Ghanaian paramount chief (1881–1943)

Nana Sir Ofori Atta I, KBE (11 October 1881 – 21 August 1943) was the King of Akyem Abuakwa, a traditional area that stretches back to the 13th century and was one of the most influential kingdoms of the then Gold Coast Colony. He ruled from his election in 1912 until his death in 1943.

Ofori Atta was educated in Basel Mission schools and at its Akropong Seminary, now named the Presbyterian College of Education, Akropong. He left the seminary after two years to work as a solicitor's clerk, and then served in the West African Frontier Force, fighting during the Yaa Asantewaa War. Elected and enstooled King of the Akyem Abuakwa State in 1912, he became a member of the Legislative Council in 1916.
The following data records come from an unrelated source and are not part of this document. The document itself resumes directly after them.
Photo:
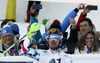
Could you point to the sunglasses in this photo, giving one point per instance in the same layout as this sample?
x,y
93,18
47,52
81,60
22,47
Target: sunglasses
x,y
54,37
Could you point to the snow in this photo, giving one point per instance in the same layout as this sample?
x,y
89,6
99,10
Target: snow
x,y
52,10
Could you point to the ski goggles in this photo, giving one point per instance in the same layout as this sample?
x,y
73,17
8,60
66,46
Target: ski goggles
x,y
53,37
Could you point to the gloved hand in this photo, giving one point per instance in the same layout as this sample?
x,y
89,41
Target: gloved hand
x,y
34,28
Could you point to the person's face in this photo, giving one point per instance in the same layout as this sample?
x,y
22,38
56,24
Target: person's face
x,y
33,46
84,26
53,44
89,40
8,39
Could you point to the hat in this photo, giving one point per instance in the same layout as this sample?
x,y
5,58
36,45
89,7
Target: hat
x,y
6,30
48,22
3,23
55,25
15,27
10,23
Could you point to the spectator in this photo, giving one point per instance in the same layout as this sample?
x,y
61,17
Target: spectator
x,y
88,43
15,30
7,40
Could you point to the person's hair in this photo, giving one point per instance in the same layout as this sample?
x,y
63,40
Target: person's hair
x,y
81,43
88,20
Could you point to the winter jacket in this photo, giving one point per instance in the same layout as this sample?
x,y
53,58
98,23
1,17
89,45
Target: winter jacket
x,y
80,17
41,55
11,52
86,51
66,22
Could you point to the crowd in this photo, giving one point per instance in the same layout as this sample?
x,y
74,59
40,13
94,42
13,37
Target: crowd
x,y
54,45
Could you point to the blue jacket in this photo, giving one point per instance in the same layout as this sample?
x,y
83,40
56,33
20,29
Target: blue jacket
x,y
64,24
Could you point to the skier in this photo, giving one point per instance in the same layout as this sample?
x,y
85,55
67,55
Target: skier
x,y
54,54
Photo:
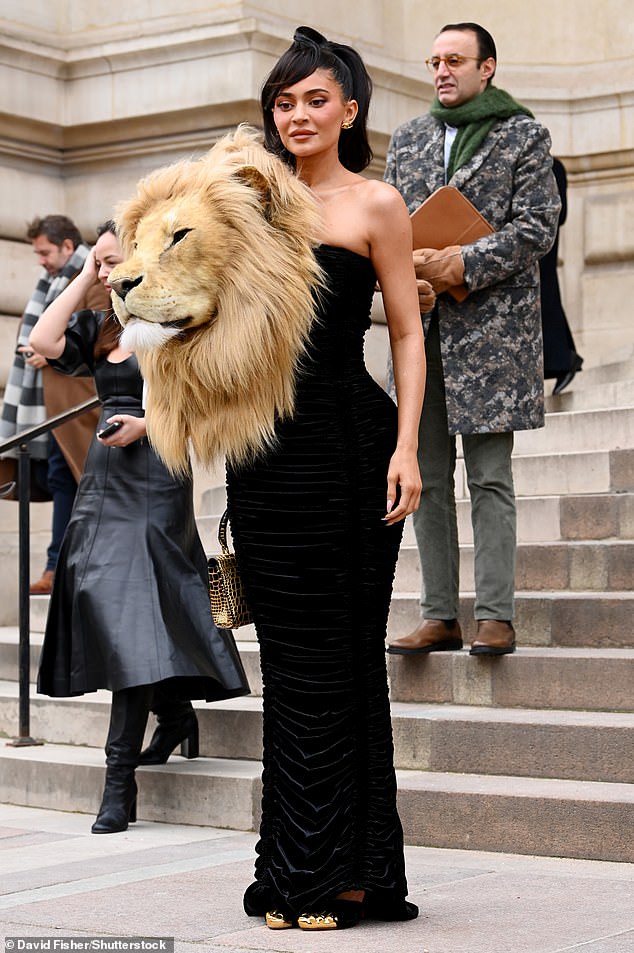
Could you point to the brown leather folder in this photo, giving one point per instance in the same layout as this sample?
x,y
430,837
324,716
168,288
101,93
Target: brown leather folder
x,y
448,218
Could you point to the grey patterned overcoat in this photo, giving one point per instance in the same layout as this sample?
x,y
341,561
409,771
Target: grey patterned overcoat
x,y
491,343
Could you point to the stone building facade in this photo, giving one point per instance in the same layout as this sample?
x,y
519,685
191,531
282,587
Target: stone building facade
x,y
94,95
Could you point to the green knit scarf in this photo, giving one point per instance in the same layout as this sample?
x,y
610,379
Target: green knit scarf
x,y
474,120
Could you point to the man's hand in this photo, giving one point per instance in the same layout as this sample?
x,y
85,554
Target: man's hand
x,y
443,269
31,357
426,296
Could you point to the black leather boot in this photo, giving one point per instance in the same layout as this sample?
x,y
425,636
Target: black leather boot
x,y
128,718
177,725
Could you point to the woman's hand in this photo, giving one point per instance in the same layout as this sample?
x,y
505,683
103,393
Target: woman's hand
x,y
133,428
403,477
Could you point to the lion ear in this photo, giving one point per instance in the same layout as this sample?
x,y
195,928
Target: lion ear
x,y
257,181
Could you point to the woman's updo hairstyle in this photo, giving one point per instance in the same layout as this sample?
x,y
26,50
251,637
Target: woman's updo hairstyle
x,y
311,51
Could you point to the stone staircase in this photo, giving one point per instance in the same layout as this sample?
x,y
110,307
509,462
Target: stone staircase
x,y
531,753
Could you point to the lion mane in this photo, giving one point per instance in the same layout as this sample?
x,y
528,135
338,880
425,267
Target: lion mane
x,y
217,297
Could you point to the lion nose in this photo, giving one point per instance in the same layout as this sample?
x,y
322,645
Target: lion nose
x,y
123,285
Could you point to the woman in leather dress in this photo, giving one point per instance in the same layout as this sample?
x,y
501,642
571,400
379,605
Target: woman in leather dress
x,y
130,607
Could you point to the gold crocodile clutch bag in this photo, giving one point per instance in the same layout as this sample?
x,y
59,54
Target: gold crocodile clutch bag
x,y
229,607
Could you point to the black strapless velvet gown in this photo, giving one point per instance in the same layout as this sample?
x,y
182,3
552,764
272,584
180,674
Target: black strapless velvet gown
x,y
319,563
130,603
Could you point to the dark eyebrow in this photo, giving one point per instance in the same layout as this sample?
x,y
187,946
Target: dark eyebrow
x,y
309,92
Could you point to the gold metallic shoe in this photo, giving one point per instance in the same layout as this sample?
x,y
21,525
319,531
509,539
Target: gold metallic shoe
x,y
340,915
276,920
317,921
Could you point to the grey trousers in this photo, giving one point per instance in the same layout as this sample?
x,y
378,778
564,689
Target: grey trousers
x,y
493,515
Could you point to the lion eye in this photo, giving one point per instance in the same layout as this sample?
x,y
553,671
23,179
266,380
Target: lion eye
x,y
179,235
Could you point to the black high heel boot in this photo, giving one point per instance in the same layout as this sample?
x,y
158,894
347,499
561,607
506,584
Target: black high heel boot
x,y
118,805
177,725
128,718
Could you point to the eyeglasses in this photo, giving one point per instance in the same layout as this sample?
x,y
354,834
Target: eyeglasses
x,y
452,61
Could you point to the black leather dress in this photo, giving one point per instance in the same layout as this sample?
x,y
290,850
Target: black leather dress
x,y
318,564
130,603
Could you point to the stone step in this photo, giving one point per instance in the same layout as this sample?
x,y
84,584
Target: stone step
x,y
547,618
614,393
545,817
601,429
557,679
459,738
548,817
594,377
575,678
576,566
204,791
589,516
591,471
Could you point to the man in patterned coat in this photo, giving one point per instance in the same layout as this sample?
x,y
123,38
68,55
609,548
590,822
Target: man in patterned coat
x,y
484,354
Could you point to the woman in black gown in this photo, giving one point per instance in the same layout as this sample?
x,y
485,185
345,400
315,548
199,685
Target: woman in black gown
x,y
316,525
130,608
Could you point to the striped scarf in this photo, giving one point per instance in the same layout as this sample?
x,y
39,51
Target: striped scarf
x,y
24,395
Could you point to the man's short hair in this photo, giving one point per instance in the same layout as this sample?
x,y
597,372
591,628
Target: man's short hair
x,y
56,228
486,43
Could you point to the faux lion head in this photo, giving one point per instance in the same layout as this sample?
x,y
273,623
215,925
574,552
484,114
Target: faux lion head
x,y
217,297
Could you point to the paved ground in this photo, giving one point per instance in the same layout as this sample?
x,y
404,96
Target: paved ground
x,y
162,880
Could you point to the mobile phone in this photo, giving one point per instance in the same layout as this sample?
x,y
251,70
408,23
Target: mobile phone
x,y
109,429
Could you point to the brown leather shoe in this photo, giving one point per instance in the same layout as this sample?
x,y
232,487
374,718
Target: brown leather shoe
x,y
433,635
493,637
44,585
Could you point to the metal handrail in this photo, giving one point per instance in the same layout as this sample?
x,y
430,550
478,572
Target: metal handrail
x,y
22,441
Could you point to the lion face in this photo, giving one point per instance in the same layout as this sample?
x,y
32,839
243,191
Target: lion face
x,y
216,298
169,279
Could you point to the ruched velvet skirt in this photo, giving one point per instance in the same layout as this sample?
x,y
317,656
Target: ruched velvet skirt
x,y
318,563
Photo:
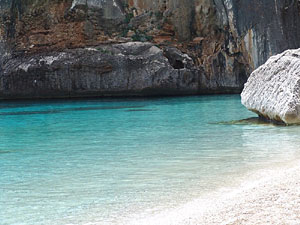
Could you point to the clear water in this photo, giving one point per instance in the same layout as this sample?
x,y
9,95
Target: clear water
x,y
104,161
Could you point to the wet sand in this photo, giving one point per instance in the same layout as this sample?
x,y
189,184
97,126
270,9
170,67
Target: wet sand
x,y
271,196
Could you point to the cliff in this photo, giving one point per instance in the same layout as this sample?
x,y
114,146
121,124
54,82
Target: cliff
x,y
204,46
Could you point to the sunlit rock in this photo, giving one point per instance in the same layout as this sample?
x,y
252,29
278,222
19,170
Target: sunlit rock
x,y
273,90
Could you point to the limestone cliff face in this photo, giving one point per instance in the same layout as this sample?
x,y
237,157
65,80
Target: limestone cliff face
x,y
226,39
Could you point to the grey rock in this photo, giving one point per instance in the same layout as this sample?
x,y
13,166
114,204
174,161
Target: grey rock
x,y
273,90
132,69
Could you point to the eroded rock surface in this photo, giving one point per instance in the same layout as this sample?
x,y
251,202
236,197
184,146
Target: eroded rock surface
x,y
131,69
273,90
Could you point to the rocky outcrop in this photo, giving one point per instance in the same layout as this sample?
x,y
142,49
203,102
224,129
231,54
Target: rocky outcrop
x,y
131,69
226,39
273,90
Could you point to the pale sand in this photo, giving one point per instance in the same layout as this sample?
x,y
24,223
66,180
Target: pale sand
x,y
267,197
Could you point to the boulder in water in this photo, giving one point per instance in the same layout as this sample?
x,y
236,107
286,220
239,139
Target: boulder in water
x,y
273,90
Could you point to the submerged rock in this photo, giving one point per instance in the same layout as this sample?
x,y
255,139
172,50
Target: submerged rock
x,y
273,90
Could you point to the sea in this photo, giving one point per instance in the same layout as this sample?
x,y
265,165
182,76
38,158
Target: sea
x,y
114,161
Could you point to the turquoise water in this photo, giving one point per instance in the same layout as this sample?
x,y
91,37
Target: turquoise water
x,y
105,161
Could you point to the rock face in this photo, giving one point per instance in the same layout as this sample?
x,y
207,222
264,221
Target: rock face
x,y
226,39
131,69
273,90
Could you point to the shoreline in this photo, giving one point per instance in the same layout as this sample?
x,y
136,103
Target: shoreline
x,y
269,196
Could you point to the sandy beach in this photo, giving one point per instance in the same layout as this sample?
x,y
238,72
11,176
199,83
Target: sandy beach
x,y
270,196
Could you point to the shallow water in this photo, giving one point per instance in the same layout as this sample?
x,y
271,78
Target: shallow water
x,y
106,161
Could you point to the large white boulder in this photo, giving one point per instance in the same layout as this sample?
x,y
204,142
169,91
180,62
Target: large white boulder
x,y
273,90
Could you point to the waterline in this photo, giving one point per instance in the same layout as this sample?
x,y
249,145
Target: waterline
x,y
134,158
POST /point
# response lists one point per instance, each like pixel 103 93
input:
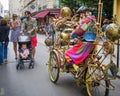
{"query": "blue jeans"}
pixel 3 51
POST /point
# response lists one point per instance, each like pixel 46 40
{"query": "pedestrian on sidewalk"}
pixel 4 40
pixel 29 27
pixel 15 25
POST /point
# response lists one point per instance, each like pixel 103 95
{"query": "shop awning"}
pixel 41 14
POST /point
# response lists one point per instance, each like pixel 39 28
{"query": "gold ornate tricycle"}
pixel 96 74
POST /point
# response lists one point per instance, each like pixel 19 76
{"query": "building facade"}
pixel 14 8
pixel 1 10
pixel 116 8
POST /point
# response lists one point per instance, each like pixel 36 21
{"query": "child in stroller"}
pixel 25 52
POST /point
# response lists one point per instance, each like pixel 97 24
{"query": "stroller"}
pixel 24 39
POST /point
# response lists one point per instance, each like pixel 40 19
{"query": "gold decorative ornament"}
pixel 66 12
pixel 113 32
pixel 65 35
pixel 108 48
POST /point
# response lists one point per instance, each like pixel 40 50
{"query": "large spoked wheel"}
pixel 53 67
pixel 95 83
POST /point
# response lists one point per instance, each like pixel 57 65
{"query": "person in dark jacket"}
pixel 4 40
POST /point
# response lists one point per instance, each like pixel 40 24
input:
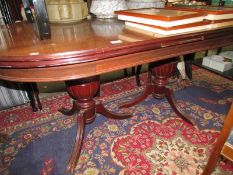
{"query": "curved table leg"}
pixel 78 142
pixel 3 167
pixel 157 86
pixel 83 92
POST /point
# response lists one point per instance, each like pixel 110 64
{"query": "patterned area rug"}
pixel 154 141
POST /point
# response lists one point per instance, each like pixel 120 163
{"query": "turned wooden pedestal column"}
pixel 159 75
pixel 83 92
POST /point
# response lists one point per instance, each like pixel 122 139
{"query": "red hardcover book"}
pixel 160 17
pixel 211 12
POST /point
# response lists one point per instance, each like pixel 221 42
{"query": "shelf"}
pixel 227 74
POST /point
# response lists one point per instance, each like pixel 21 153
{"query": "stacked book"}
pixel 172 21
pixel 218 16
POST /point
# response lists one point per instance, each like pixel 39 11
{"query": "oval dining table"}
pixel 79 53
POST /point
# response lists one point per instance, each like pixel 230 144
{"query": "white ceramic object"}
pixel 136 4
pixel 65 11
pixel 106 8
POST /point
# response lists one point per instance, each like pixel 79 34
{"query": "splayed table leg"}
pixel 157 87
pixel 83 92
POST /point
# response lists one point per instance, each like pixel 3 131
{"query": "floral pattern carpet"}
pixel 154 141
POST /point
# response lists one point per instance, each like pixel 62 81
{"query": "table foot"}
pixel 157 87
pixel 83 92
pixel 68 112
pixel 78 142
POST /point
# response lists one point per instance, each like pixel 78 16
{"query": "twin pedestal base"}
pixel 84 90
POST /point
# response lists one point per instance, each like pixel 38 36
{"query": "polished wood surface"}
pixel 77 53
pixel 86 48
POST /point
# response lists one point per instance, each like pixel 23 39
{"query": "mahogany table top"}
pixel 91 47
In 1934, he led a Gold Coast Delegation to London to petition the British Parliament for official majority of Africans on the legislative council, permanent African representative on the Governor's executive council and eligibility for non-chiefs to be provincial members of the executive council. He was also instrumental in setting up multiple schools, including Achimota School or College (formerly Prince of Wales School), where most colonial Gold Coast leaders and current prominent Ghanaian leaders schooled.

"Ofori Atta was the son of a senior official of the palace; his mother was the descendant of one of the founders of the kingdom.... Once in power, he was determined to return Akyem Abuakwa to its former glory."

He created the Ofori-Atta Dynasty by privileging education both among his sons and daughters, through two paths, "one firmly rooted in a concern for binding the state by the traditionally sanctioned method of multiple marriage and the other rooted in his strong case for 'modernisation' and 'progress'."

==Family==

He was the brother of Dr J. B. Danquah (a founding member of the United Gold Coast Convention). He was the father of Aaron Ofori-Atta (the fourth Speaker of the Parliament of Ghana, a Minister of Communications and Minister of Local Government), Adeline Akufo-Addo (First Lady under the Second Republic), William Ofori Atta (a Minister of Foreign Affairs, Presidential Candidate of the UNC), Dr Kwesi Amoako-Atta (Governor of the Bank of Ghana and Minister for Finance and Economic Planning under the First Republic), Dr Jones Ofori Atta (Deputy Minister for Finance and Economic Planning under the Busia government), and Susan Ofori-Atta (the first female doctor in Ghana).

He was the grandfather of Nana Addo Dankwa Akufo-Addo (former President of Ghana), Ken Ofori-Atta (Ghana's former Minister for Finance and Economic Planning and founder of the Databank Group), Osagyefuo Amoatia Ofori Panin (the Okyenhene, current King of Akyem Abuakwa), Samuel Atta Akyea (former Minister of Works and Housing), and writer Nana Oforiatta Ayim.